Lactobacillus gallinarum

Scientific classification
- Domain: Bacteria
- Kingdom: Bacillati
- Phylum: Bacillota
- Class: Bacilli
- Order: Lactobacillales
- Family: Lactobacillaceae
- Genus: Lactobacillus
- Species: L. gallinarum
- Binomial name: Lactobacillus gallinarum Fujisawa et al., 1992

= Lactobacillus gallinarum =

- Genus: Lactobacillus
- Species: gallinarum
- Authority: Fujisawa et al., 1992

Species of bacterium

Lactobacillus gallinarum is a species in the genus Lactobacillus. Its type strain is ATCC 33199.

L. gallinarum is a native probiotic to chickens. L. gallinarum adheres to the epithelial cells of the crop, ileum, and ceca of broilers. L. gallinarum is most persistent in the ileum and ceca due to its sensitivity to bile. Along with L. gallinarum, L. acidophilus, L. salivarius, L. fermentum, and L. reuteri, are found in high abundance in the ileum and crop of chickens.

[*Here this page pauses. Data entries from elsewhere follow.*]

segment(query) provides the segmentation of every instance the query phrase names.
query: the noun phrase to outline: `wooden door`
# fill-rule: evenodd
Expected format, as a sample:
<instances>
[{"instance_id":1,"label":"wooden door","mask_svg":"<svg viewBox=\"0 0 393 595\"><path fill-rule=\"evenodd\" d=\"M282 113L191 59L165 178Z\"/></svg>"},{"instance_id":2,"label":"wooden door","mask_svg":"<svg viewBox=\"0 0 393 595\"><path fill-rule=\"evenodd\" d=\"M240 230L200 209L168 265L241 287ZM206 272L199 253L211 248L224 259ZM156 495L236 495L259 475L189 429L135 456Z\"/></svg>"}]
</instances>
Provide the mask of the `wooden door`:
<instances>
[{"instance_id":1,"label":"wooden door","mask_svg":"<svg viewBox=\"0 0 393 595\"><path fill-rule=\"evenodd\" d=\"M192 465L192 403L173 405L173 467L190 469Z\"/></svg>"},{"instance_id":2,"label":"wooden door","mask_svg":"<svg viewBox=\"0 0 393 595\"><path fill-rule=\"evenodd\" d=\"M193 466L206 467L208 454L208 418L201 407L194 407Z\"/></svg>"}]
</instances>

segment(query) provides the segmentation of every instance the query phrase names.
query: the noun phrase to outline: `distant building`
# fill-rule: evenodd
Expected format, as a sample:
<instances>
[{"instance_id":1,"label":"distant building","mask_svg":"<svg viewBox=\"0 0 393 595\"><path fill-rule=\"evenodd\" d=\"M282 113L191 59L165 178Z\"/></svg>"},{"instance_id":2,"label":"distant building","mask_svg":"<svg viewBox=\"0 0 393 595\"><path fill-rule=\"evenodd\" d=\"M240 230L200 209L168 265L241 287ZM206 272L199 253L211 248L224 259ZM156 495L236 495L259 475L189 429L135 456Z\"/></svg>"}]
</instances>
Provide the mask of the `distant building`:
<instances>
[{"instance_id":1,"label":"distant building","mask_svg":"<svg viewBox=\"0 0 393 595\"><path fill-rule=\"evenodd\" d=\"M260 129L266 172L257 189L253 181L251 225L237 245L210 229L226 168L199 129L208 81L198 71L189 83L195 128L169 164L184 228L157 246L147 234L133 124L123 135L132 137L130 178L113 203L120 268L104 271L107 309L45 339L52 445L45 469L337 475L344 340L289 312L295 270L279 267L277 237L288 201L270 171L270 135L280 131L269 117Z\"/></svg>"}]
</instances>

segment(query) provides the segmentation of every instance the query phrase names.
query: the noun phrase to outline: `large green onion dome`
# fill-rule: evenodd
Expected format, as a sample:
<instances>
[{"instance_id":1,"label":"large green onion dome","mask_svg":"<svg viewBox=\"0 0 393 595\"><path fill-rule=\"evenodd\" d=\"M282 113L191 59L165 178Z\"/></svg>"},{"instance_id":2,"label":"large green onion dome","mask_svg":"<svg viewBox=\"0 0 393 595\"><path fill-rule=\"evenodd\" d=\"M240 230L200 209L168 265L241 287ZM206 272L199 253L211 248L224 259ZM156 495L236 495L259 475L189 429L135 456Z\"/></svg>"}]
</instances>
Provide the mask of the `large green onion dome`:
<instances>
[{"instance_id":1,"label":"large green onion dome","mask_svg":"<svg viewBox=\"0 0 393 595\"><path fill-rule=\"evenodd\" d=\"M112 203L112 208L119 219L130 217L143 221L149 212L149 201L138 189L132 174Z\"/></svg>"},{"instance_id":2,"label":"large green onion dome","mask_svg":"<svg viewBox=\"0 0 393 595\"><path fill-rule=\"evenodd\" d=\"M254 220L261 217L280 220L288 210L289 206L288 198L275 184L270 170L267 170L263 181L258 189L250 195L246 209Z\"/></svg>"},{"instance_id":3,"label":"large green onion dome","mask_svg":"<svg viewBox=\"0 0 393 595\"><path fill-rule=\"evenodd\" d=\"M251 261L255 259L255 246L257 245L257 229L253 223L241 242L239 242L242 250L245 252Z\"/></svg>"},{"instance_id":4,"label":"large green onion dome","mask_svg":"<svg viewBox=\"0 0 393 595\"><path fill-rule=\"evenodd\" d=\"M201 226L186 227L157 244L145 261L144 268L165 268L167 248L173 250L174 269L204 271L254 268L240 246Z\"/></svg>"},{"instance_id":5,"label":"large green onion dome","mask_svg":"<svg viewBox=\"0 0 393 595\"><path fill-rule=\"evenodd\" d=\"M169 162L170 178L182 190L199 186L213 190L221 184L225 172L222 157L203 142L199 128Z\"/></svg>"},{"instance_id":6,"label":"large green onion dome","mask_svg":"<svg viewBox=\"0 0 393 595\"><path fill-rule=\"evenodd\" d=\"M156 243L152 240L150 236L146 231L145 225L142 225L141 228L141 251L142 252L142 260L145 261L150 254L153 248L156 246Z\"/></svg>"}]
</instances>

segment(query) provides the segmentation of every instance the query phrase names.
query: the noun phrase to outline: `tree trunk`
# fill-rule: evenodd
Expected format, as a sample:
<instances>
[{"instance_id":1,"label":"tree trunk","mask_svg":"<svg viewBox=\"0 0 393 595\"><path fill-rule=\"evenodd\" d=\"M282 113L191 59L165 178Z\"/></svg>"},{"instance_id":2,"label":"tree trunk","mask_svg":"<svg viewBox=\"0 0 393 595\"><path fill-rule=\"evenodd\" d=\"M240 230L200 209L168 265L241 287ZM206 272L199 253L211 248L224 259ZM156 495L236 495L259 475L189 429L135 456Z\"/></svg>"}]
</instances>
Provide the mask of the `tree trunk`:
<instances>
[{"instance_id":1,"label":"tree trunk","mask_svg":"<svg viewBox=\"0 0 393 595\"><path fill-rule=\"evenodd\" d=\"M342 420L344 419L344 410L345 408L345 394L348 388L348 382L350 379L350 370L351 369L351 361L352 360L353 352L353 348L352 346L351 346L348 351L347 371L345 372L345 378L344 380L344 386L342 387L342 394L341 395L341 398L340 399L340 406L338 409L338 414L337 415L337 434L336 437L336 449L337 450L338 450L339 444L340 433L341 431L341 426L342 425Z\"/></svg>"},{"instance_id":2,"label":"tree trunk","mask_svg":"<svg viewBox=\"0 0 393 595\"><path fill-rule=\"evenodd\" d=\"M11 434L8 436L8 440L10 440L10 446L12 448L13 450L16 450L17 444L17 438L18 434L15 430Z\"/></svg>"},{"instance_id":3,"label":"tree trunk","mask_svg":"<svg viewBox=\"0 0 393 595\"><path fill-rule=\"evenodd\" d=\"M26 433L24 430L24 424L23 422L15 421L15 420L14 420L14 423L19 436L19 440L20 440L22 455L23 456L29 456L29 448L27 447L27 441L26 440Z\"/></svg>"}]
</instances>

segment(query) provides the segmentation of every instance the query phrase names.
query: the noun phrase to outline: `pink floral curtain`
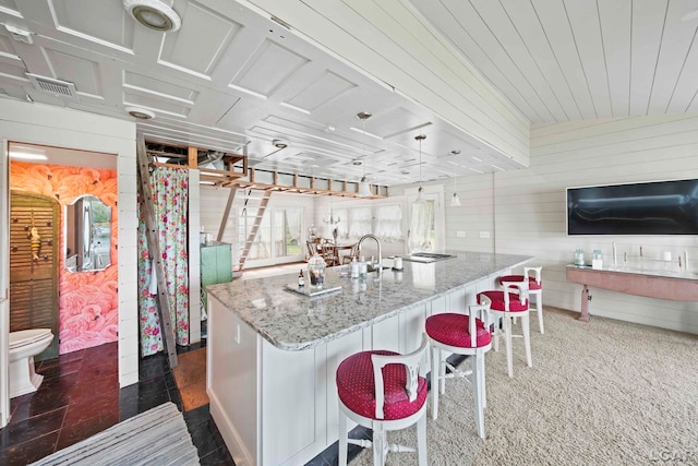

Lactobacillus gallinarum is a novel species of Lactobacillus, originally isolated from the crop of chickens. Though closely related to other Lactobacillus species, L. gallinarum has evolved specifically to adhere to poultry epithelial lining, and is able to adhere to the chicken hepatoma cell line (LMH).

Lactobacillus acts as a competitive inhibitor, preventing pathogens from colonizing the gastrointestinal tract. L. gallinarum, along with other Lactobacillus species, was found to reduce Salmonella in the ceca of broilers. Salmonella free broilers were fed a Lactobacillus multi-species probiotic containing L. gallinarum. Twenty days after infection with Salmonella Enteritidis, there was significant reduction of the Salmonella in the ceca of probiotic fed chickens.